LE MODELE RUSSE EST EN PLEINE RECONFIGURATION
Par ailleurs, le rapport a également mis l’accent sur l’engagement russe en Afrique qui a connu une forte croissance. Selon la Fondation pour la recherche stratégique, Moscou a développé une “stratégie partenariale clientéliste et opportuniste”, venant servir ses objectifs de politique étrangère et ses intérêts de puissance.
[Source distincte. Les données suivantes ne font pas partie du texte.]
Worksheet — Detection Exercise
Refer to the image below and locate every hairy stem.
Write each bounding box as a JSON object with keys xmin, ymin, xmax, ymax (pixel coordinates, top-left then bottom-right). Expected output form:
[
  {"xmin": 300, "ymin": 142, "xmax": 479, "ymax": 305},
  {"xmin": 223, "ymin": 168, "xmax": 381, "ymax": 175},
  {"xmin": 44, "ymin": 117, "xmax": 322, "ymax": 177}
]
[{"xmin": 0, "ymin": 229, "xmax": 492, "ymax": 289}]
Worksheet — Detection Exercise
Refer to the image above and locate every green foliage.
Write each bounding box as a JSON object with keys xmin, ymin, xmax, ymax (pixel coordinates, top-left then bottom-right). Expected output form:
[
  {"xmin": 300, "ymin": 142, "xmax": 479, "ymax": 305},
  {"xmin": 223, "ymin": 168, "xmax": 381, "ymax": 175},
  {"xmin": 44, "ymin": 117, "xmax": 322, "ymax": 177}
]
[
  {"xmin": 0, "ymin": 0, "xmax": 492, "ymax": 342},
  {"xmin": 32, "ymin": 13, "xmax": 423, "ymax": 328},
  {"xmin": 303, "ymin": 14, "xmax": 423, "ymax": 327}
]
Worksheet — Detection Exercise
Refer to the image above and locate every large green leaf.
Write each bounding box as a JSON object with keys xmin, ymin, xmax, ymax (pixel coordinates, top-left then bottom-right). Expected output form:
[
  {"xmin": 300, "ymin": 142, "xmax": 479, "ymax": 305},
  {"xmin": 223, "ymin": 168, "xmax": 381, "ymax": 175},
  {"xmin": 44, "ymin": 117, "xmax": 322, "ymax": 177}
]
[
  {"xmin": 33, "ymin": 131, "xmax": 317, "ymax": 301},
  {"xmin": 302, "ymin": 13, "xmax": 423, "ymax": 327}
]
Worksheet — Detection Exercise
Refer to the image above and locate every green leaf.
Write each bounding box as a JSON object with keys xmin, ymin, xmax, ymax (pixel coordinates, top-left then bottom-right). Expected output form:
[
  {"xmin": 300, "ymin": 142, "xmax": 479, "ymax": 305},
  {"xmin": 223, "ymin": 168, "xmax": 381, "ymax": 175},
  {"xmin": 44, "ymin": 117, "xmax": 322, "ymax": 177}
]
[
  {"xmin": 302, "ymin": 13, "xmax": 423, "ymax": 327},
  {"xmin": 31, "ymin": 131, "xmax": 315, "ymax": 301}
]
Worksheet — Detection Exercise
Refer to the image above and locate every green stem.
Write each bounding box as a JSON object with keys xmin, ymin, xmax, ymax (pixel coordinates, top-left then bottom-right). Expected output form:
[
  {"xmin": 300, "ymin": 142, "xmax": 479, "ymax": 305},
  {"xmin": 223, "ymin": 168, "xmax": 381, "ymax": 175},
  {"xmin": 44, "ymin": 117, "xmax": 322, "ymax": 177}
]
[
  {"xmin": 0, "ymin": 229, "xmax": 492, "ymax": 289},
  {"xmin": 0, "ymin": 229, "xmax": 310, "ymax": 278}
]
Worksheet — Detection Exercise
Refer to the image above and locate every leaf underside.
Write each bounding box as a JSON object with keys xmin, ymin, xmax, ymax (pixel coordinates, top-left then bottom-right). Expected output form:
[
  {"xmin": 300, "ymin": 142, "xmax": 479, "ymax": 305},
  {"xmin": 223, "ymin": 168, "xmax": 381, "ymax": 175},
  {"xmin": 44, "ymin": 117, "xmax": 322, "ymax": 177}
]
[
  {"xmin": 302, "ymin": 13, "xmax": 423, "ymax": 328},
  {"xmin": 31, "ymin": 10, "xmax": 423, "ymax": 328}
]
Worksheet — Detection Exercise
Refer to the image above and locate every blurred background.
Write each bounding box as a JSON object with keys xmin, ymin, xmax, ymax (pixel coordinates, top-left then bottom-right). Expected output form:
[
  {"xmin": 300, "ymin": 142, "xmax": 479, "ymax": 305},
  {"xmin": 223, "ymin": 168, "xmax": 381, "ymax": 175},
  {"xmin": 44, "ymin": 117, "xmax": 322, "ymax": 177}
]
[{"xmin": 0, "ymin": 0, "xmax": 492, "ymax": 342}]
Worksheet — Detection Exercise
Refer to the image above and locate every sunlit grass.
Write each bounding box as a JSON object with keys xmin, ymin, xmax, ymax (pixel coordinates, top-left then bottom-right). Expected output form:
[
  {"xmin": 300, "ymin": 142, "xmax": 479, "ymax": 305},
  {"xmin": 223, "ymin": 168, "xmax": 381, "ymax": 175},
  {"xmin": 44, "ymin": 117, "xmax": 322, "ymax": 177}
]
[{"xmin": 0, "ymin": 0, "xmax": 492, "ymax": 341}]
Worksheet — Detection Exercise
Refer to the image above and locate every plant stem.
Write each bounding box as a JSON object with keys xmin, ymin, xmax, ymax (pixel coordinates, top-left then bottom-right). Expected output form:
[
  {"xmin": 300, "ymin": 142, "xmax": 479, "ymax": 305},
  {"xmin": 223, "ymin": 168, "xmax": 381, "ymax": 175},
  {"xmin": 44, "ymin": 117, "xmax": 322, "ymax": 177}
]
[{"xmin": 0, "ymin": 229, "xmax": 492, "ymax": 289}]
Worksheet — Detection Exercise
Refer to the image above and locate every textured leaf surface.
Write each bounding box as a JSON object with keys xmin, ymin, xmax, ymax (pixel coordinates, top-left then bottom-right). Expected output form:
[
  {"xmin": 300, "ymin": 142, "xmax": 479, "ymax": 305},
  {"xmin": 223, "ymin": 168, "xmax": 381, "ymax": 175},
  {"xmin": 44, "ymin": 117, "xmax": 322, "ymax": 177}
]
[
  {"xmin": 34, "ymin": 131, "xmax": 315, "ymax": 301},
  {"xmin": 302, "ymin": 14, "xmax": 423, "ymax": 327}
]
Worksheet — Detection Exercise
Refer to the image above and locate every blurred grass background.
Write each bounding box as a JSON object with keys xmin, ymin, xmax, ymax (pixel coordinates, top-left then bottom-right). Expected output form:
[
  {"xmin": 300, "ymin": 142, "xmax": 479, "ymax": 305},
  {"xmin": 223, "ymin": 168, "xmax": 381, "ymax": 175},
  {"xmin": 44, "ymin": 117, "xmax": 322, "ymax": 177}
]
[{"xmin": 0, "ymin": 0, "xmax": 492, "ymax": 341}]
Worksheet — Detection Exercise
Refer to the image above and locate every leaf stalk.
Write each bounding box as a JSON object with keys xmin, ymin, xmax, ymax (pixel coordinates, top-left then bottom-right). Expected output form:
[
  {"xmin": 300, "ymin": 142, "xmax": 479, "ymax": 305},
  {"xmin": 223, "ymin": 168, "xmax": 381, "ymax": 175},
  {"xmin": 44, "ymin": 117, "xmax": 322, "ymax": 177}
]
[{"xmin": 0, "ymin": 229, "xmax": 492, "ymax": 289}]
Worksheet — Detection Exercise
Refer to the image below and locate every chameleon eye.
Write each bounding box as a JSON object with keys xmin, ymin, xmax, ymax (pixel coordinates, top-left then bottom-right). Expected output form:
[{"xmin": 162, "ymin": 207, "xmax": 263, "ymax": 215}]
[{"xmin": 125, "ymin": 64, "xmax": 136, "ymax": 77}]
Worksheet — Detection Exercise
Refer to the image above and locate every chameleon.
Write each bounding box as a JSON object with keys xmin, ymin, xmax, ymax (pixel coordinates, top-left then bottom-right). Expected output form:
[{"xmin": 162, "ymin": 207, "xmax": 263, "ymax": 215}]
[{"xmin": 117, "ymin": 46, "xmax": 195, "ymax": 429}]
Offrant des accords de défense et services de sécurité sans contrepartie sur le plan de la gouvernance et des droits humains, souligne-t-il, la Russie a réussi à séduire de nombreux États africains souhaitant diversifier leurs partenariats, voire s’éloigner des États occidentaux. “Si de nombreuses ESSD russes semblent peu visibles en Afrique, c’est aussi parce qu’elles ont été éclipsées par Wagner, qui a réussi à développer une forte influence sur le continent”, a fait savoir la FRS.
Toutefois, elle estime que le modèle russe est en reconfiguration depuis fin 2023 avec le lancement de Africa Corps.“Corps expéditionnaire vise à mener des opérations militaires à grande échelle sur le continent africain pour soutenir les pays cherchant à se débarrasser enfin de la dépendance néocoloniale, à nettoyer la présence occidentale et à acquérir la pleine souveraineté’’, soutient la Fondation pour la recherche stratégique qui cite Igor Ko-rotchenko, ancien colonel et rédacteur en chef de la revue russe Natsionalnaïa oborona (« défense nationale ».
Selon la FRS, la stratégie d’implantation d’Africa Corps indique une continuité dans la politique étrangère russe et le maintien des priorités stratégiques. Avec Africa Corps, dit-elle, Moscou mise sur le même type de pays partenaires et poursuit les mêmes objectifs géostratégiques.“ La stratégie d’implantation d’Africa Corps présente des similitudes avec celle de Wagner et permet de dégager les critères suivants généralement observés dans les années ou mois précédant l’implantation d’une ESSD russe : Rapprochement diplomatique avec un pays en proie à une instabilité intérieure et dirigé par un régime militaire/autoritaire cherchant à assurer sa survie ; Conclusion d’accords miniers et d’accords de coopération de défense ; Campagne d’influence politique et de désinformation pro-russe ; Arrivée d’avions russes sur le territoire avec matériel et/ou personnel”, lit-on dans le document établi par la FRS et dont “L’AS” détient une copie.